Sadly there was no solution, all the above mentioned things did not work against the endless tantrums they threw. Even the always working solution of taking them apart and giving them love, hugs and special attention would not stop these moods.

And being twins, the tantrum of one caused the other one to get upset too, even if he was playing nicely before.So it really never ended.
The only solution was time. We suffered for weeks and weeks. Now it finally seems to get better. We are still not there but at least there are some hours in the day they are tantrum-free. Let’s hope this phase is over soon. Mommy and Daddy feel like they aged forty years in four weeks.

A strange Monday morning

I had the most interesting experience yesterday morning. It was the first day of school after the holidays and something very strange happened. The boys were eager to get up, go to the toilet, get dressed and eat their breakfast. Everything ran so smoothly I even had time to read a story. They brushed their teeth, put on their jackets and sat down in the buggy before I was ready to leave. That’s how happy they were to go and see their teacher again.

Why is this strange you may ask? If you have (had) toddlers, you already know the answer. This sounds like a surreal fairy tale. Toddlers are not known to not make a fuss. My boys are famous for their episodes about what to wear. They pick out their own clothes, they decide which shoes to wear and which jacket. If what they want to wear happens to be in the laundry… you can imagine the drama!
They also must refuse their breakfast at least 87 times before they take an unwilling bite. They also feel the need to run away every morning before I manage to get them to brush their teeth and make it a habit to take off their shoes right before we leave, because they decided on other shoes. So yes, it was a strange Monday indeed.

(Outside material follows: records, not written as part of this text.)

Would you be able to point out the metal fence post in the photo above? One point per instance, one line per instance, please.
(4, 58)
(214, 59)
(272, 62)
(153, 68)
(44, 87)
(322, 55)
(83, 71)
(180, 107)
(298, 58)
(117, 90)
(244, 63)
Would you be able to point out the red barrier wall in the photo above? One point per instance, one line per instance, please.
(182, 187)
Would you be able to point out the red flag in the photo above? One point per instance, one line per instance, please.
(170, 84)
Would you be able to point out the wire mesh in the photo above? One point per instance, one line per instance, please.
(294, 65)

I am happy to report though that everything was back to normal this morning. I had to chase them down to get them in the buggy, both upset that there was no time for me to read a story. I had to rush to get to school on time and stuffed the last bites of their breakfast sandwiches in their mouths at school and had to drag them to their classroom, before they realised they actually like being there. Sigh. I wish toddlers would understand cause and effect already.